Now, let's calculate the moles of N2O4 that would react with the available N2H4:
Moles of N2O4 needed = (2/3) * Moles of N2H4 = (2/3) * 37447.6 mol = 24965.1 mol
Comparing this to the actual moles of N2O4 present (48,935.4 mol), we can see that the allocated amount of N2O4 is greater than what is needed. Therefore, the N2O4 will be used up first.
To calculate the amount of water (H2O) produced, we need to determine the moles of N2H4 that reacted based on the stoichiometry.
From the balanced equation, we can see that for every 8 moles of H2O produced, we need 2 moles of N2H4.

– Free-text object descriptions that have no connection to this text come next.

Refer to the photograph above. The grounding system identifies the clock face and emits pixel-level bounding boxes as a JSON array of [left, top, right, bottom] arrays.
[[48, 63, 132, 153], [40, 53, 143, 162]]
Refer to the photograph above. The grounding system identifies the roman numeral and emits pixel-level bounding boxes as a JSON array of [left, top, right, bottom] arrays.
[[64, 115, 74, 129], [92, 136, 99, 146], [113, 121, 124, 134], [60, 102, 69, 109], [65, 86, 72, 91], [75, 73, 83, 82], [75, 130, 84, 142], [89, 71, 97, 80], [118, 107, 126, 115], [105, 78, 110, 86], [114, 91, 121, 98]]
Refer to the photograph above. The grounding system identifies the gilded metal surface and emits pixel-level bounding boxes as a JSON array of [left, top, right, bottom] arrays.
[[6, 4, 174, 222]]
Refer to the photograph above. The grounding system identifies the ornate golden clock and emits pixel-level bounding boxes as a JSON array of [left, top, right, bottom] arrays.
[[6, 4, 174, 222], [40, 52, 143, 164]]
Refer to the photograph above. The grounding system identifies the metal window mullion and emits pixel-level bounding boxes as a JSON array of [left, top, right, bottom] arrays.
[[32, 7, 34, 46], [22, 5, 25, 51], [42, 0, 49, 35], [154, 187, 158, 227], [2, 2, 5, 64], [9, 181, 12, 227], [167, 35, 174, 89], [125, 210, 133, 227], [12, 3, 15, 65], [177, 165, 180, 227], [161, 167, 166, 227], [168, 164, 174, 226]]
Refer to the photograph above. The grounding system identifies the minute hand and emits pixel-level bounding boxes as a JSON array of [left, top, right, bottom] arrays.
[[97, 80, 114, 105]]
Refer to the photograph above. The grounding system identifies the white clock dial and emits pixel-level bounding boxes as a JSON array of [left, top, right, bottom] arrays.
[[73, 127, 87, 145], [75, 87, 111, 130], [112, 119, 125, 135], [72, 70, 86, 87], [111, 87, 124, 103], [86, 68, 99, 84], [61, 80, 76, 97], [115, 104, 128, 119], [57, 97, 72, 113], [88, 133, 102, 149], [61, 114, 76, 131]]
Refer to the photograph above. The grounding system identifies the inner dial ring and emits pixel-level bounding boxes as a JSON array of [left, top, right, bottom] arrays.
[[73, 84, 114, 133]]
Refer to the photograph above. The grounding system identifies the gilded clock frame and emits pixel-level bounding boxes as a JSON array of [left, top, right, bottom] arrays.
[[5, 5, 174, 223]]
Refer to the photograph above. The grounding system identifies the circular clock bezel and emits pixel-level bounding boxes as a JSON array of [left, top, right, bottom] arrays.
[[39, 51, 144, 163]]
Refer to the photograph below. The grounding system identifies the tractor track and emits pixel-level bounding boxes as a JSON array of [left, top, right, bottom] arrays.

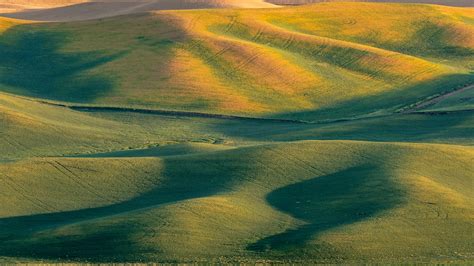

Moles of H2O produced = (8/2) * Moles of N2H4 = (8/2) * 37447.6 mol = 149,790.4 mol
Next, we can calculate the mass of water produced:
Molar mass of H2O = 18.015 g/mol
Mass of H2O produced = (149,790.4 mol) * (18.015 g/mol) = 2,694,451.6 g = 2,694.4516 kg
Therefore, the amount of water produced through this reaction is approximately 2,694.45 kg.
Please note that the numbers given may have been rounded for simplification, which could account for slight variations in the final answer.